The Buffalo Bills moved quickly after firing Sean McDermott, keeping their coaching transition in-house by promoting offensive coordinator Joe Brady to head coach. While Brady has yet to name a new offensive coordinator,
one thing is already clear and arguably an more important decision than any offensive staff hire that comes next.
Joe Brady will remain the offensive play caller on game day.
Love it or hate it it’s been decided, Brady is the guy. In a league where head coaches often delegate play-calling duties in the name of balance, Brady is choosing continuity, confidence, and results.
An Elite Offense by Any Measure
Under Brady’s direction, the Bills have quietly become one of the most efficient offenses in football, even without elite receiving talent.
Advanced metrics tell the story:
- 2025:
- 3rd in EPA per play
- 2nd in Success Rate
- 2024:
- 2nd in EPA per play
- 7th in Success Rate
Those aren’t empty efficiency stats. They reflect an offense that consistently stays ahead of the chains and maximizes each offensive possession.
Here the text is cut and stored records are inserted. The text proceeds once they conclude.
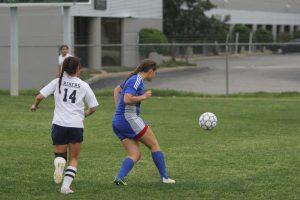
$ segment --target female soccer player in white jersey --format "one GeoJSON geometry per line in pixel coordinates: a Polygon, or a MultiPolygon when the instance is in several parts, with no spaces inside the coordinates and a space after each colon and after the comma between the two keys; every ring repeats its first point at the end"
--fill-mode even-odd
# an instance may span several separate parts
{"type": "Polygon", "coordinates": [[[138,142],[143,143],[151,150],[152,159],[162,182],[175,183],[175,180],[168,177],[164,154],[160,151],[154,133],[140,117],[141,101],[149,99],[152,95],[151,91],[144,92],[144,80],[152,81],[157,68],[158,65],[154,61],[146,59],[123,84],[115,88],[116,111],[112,127],[128,154],[115,177],[116,185],[127,185],[124,181],[125,176],[133,168],[134,163],[140,160],[141,153],[138,142]]]}
{"type": "Polygon", "coordinates": [[[69,46],[66,44],[63,44],[59,47],[59,56],[58,56],[58,63],[57,63],[57,67],[56,67],[56,78],[59,78],[60,74],[61,74],[61,69],[62,69],[62,65],[64,60],[67,57],[72,56],[71,54],[69,54],[69,46]]]}
{"type": "Polygon", "coordinates": [[[63,62],[59,78],[41,89],[36,96],[31,111],[38,109],[39,103],[54,94],[55,109],[52,121],[52,141],[54,145],[54,181],[61,183],[69,152],[67,167],[61,186],[61,193],[73,193],[70,185],[77,172],[80,146],[83,141],[83,120],[96,111],[99,105],[90,86],[78,78],[79,59],[68,57],[63,62]],[[84,111],[84,102],[89,107],[84,111]]]}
Brady didn’t just scheme up success through the air either. He built an elite run game, one that forced defenses into impossible choices and unlocked the full scope of Buffalo’s offense.
Consistent Production, Year After Year
Raw production followed right alongside the efficiency.
Bills yards per game under Brady:
- 2023: 4th (374.5 YDS/G)
- 2024: 10th (359.1 YDS/G)
- 2025: 4th (376.3 YDS/G)
Even in a “down” statistical year, Buffalo still finished top-10 league-wide. In 2025, the Bills paired that yardage with scoring, finishing with the fourth-highest points per game in the NFL.
Playoff Proof of Concept
Perhaps the most telling endorsement of Brady calling his own plays comes in the postseason.Brady has now called seven playoff games, and the offense has elevated instead of shrinking. Yes, Josh Allen made mistakes in Denver, but that was blame he accepted fault for.
Josh Allen in those postseason games:
- 70.2% completion rate
- 12 passing TDs, 2 INTs
- 7.0 yards per attempt
- 104 passer rating
- 72 rushing attempts, 350 yards
- 7 rushing TDs
Through those same games, the offense as a whole averaged:
- 3.01 points per drive
- 28.4 points per game
Those are championship-level numbers. Now Brady needs to pair it with a championship-level defense and give the team and fans what they’ve waited generations for.
The Ceiling Hasn’t Even Been Reached
What makes Brady retaining play-calling duties especially intriguing is what hasn’t happened yet.
The Bills have produced top-tier offenses with subpar or inconsistent receiving talent. Add legitimate upgrades at wide receiver with someone who can create separation on the outside, and this unit doesn’t just remain efficient, it has the potential to become explosive.
That someone at boundary receiver would hopefully give Brady less reason to run so many bubble screens and jet sweeps. Everyone can agree that’s one facet of Brady’s offense that needs to change.